Análise Arkade: Stela traz uma jornada (estilo Limbo) por um mundo em decadência
Era uma vez uma produtora de games chamada Playdead. Ela produz poucos jogos, mas seu estilo é bastante característico, de modo que invariavelmente surgem “clones” de suas criações. Alguns bons, outros nem tanto.
Se a From Software iniciou o subgênero “Souls-like”, acho que seria justo rotular a Playdead como criadora do subgênero “Limbo-like”, aka jogos parecidos com Limbo tanto em sua temática quanto em sua jogabilidade.
Você sabe: jogos 2D (ou 2.5D, pegando carona em Inside) um tanto obscuros, onde controlamos um personagem indefeso que precisa fugir e se esconder, resolvendo alguns environmental puzzles aqui e ali.
Quem é Stela?
Stela é o mais novo jogo deste subgênero, e é produzido pela SkyBox Labs, co-produtora do vindouro Halo Infinite.
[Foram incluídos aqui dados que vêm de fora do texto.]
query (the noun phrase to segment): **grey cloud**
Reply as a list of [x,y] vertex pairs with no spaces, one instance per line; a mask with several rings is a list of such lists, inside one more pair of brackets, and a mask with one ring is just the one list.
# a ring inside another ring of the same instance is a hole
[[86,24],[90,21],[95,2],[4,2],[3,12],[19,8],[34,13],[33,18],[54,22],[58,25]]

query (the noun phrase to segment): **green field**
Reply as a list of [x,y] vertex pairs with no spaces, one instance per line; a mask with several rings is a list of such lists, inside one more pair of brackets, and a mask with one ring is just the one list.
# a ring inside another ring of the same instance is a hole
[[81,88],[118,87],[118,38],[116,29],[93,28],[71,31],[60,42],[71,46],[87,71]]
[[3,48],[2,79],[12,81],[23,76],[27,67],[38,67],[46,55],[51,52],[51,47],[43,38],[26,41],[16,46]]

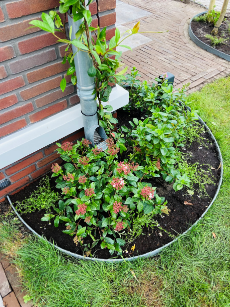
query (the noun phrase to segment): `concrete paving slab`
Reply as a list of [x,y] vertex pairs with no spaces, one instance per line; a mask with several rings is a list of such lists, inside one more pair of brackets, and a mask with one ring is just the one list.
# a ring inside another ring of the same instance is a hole
[[[118,25],[117,27],[120,30],[121,34],[123,34],[124,32],[128,30],[129,28],[124,26],[123,25]],[[127,36],[129,35],[129,33],[127,32],[124,34],[125,36]],[[149,37],[147,37],[142,34],[135,34],[129,37],[128,37],[123,42],[122,44],[126,45],[127,46],[129,46],[132,49],[133,48],[136,48],[136,47],[138,47],[138,46],[140,46],[141,45],[143,45],[144,44],[146,44],[149,41],[151,41],[152,39],[149,38]],[[129,50],[126,48],[124,48],[124,47],[117,47],[117,51],[126,51]]]
[[145,9],[127,3],[120,3],[116,7],[115,11],[117,13],[116,26],[151,14],[151,13]]
[[122,1],[120,1],[120,0],[116,0],[116,5],[119,5],[120,4],[124,4],[124,2],[122,2]]
[[4,307],[3,305],[2,298],[0,295],[0,307]]

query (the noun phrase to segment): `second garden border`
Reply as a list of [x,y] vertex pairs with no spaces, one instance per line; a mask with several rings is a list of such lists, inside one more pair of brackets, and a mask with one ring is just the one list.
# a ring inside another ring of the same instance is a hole
[[204,14],[207,13],[208,11],[208,10],[206,10],[205,11],[202,12],[202,13],[199,13],[199,14],[197,14],[191,18],[189,26],[189,34],[190,37],[190,38],[195,43],[196,45],[197,45],[199,47],[200,47],[202,49],[204,49],[204,50],[207,51],[210,53],[215,54],[215,55],[217,55],[218,56],[219,56],[220,57],[224,58],[225,60],[230,62],[230,55],[227,54],[227,53],[225,53],[224,52],[222,52],[222,51],[220,51],[219,50],[217,50],[215,48],[213,48],[213,47],[207,45],[207,44],[206,44],[205,42],[203,42],[198,37],[197,37],[197,36],[193,32],[191,27],[191,22],[193,20],[194,18],[195,18],[196,17],[198,17],[198,16],[201,16],[201,15],[203,15]]

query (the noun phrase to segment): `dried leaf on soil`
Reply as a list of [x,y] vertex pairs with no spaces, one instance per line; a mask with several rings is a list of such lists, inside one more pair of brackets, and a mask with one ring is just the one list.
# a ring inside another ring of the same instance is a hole
[[194,205],[194,204],[192,204],[192,203],[189,203],[188,202],[187,202],[186,200],[184,202],[184,204],[185,205]]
O jogo não nos explica muita coisa, mas em sua breve duração (cerca de duas horas), consegue transportar o jogador para um mundo tão misterioso quanto hostil, enquanto obriga-o a seguir sempre em frente, com pouco tempo para respirar ou olhar para trás.
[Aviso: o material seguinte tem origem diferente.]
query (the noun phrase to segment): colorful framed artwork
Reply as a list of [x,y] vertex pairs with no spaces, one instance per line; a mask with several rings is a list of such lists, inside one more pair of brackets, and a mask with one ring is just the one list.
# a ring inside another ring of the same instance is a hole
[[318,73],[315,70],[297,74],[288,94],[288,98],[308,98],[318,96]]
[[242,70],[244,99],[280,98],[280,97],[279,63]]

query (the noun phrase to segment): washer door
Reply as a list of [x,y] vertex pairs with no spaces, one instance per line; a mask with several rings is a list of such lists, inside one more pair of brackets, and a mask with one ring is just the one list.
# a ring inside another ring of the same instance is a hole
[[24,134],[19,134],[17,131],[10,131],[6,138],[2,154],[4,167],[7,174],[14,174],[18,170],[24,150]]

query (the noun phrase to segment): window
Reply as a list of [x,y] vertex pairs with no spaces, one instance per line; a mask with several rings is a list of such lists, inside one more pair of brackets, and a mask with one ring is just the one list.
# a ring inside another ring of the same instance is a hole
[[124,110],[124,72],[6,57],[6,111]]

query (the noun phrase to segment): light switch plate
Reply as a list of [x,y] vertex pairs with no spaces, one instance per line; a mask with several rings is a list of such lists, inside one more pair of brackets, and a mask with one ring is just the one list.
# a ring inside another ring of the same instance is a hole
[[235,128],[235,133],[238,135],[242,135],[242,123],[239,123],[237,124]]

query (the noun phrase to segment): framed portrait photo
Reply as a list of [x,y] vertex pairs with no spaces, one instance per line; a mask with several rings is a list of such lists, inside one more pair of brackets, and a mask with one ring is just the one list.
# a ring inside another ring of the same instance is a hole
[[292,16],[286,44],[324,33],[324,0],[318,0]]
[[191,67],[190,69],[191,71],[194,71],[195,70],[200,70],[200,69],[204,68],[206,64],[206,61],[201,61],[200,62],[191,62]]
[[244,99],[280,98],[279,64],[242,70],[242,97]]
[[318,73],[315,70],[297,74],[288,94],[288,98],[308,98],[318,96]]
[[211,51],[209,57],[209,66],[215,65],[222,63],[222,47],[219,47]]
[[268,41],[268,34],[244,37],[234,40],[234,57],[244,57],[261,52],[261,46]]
Stela parece ser uma humana que está testemunhando o fim de um outro mundo. Não falo de “Armageddon”, mas de algo substancialmente mais simples, mas nem por isso menos dramático.
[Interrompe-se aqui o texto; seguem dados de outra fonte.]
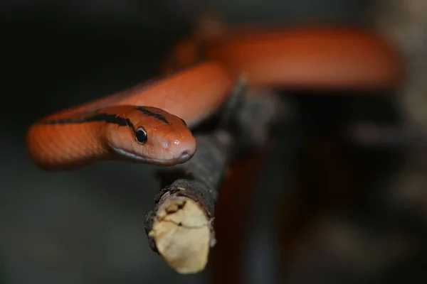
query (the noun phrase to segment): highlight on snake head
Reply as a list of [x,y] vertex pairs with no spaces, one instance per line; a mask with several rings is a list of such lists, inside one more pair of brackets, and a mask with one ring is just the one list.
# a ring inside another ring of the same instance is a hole
[[123,117],[128,127],[110,125],[107,140],[111,149],[125,159],[173,165],[186,162],[196,153],[196,139],[176,116],[155,107],[134,106],[127,108]]

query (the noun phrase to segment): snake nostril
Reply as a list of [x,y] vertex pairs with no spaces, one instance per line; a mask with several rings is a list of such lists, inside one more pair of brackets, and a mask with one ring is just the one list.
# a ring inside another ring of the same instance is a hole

Quem já leu “A Torre Negra” deve estar familiarizado com a expressão “o mundo seguiu adiante”. É mais ou menos isso o que está rolando aqui: o mundo do game seguiu adiante, e o que ficou para trás é ruína, fogo… e um punhado de monstros bizarros.
No papel de Stela, devemos seguir sempre em frente, nos escondendo de monstros variados e evitando armadilhas, enquanto atravessamos florestas em chamas, templos subterrâneos, planícies nevadas e muito mais.
Gameplay
Stela é um jogo mecanicamente simples; as ações que podemos fazer caberiam em um controle de Nintendinho. Podemos andar para a esquerda ou para a direita, pular e agarrar/arrastar coisas. A movimentação é 90% no plano 2D, embora ocasionalmente possamos usar degraus que estejam “no fundo” do cenário.
Dada esta simplicidade, o desafio está em sobreviver: mover-se no ritmo certo para não ser visto, chegar ao lugar certo para não ser flagrado dando bobeira, arrastar algo para o ponto certo a fim de criar um degrau ou criar uma passagem.
Tudo é simples e intuitivo, mas o jogo ganha pontos por seu timing implacável: você nunca está “tranquilo”, nem tem tempo para respirar. Há sempre algo te perseguindo, te vigiando, te espreitando das sombras. Como diz o ditado “jacaré que dorme vira bolsa”. Se não quiser virar bolsa, melhor não dormir no ponto.
Apesar desta dinâmica acelerada, Stela não é um jogo frenético, e estudar o cenário é parte da experiência. Na área de gelo, por exemplo, devemos espantar medonhas criaturas que rastejam sob a superfície tocando grandes gongos. Alguns deles estão destruídos, então você deve dar um jeito de fazê-lo soar “no improviso”. São puzzles simples, mas bem integrados ao ambiente e ao contexto do jogo.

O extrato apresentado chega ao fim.